Trotz der Anerkennung dieser vielfältigen Gefährdungsfaktoren wurden das Risiko einer COVID-19-Infektion und ihre Folgen bei Patienten mit psychischen Störungen nicht systematisch untersucht.
Es wurden Bedenken geäußert, dass Menschen mit einer bereits bestehenden psychischen Störung möglicherweise eine Bevölkerungsgruppe darstellen, die einem höheren Risiko für eine COVID-19-Infektion und einer höheren Wahrscheinlichkeit negativer Folgen einer Infektion ausgesetzt ist. Es gibt jedoch keine systematischen Forschungsbelege dafür.

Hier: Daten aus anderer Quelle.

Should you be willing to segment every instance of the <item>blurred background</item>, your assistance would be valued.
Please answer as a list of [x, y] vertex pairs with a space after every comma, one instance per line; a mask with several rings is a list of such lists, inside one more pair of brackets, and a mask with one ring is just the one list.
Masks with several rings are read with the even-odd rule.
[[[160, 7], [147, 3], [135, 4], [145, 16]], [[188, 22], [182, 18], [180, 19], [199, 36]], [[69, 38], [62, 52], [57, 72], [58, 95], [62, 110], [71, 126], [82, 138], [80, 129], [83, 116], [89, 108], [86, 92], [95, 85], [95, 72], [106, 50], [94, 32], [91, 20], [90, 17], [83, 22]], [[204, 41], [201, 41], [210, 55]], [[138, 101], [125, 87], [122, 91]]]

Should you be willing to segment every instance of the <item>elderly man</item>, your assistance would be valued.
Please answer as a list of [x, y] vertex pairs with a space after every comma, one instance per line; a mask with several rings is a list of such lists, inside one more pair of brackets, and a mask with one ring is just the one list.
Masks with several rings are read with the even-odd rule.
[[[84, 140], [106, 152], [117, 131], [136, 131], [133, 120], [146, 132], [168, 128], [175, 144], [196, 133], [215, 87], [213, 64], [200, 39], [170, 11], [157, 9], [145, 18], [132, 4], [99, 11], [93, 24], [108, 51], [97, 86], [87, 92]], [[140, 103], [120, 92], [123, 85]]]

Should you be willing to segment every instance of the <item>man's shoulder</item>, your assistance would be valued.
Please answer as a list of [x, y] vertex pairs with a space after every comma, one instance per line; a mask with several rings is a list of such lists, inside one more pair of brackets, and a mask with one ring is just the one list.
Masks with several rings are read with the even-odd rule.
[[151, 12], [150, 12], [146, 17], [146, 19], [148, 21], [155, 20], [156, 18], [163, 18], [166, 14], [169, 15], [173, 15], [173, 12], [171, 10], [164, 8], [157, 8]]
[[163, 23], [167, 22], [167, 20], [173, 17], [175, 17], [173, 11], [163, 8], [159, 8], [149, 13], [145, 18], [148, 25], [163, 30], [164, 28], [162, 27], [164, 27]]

Diese Studie untersuchte die Auswirkungen einer kürzlich (innerhalb des letzten Jahres) diagnostizierten psychischen Störung, einschließlich Aufmerksamkeitsdefizit-/Hyperaktivitätsstörung (ADHS), bipolarer Störung, Depression und Schizophrenie, auf das Risiko einer COVID-Infektion. -19 und damit verbundene Mortalität und Krankenhausaufenthalte.
Methoden |
Wir haben eine Fall-Kontroll- Studie mit anonymisierten elektronischen Gesundheitsdaten auf Bevölkerungsebene durchgeführt, die von IBM Watson Health Explorys von 360 Krankenhäusern und 317.000 Anbietern in 50 US-Bundesstaaten gesammelt wurden, was 20 % entspricht. der US-Bevölkerung
Wir untersuchten den Einfluss psychischer Störungen auf das Risiko einer COVID-19-Infektion, angepasst an Alter, Geschlecht, ethnische Zugehörigkeit und häufige medizinische Komorbiditäten. Bei den Expositionsgruppen handelte es sich um Patienten mit diagnostizierter psychischer Störung; die nicht exponierten Gruppen waren Patienten ohne psychische Störung; und das Ergebnismaß war die Diagnose von COVID-19.
Anschließend untersuchten wir, wie sich demografische Faktoren auf das Risiko einer COVID-19-Infektion bei Patienten mit psychischen Störungen auswirken. Fallgruppen waren Patienten mit einer psychischen Störung und einem der folgenden Faktoren: weiblich, älter (d. h. >65 Jahre), Afroamerikaner. Die Vergleichsgruppen waren Patienten mit einer psychischen Störung und einem der folgenden entsprechenden Faktoren: männlich, Erwachsener (d. h. 18 bis 65 Jahre), Kaukasier. Das Ergebnismaß war die Diagnose von COVID-19.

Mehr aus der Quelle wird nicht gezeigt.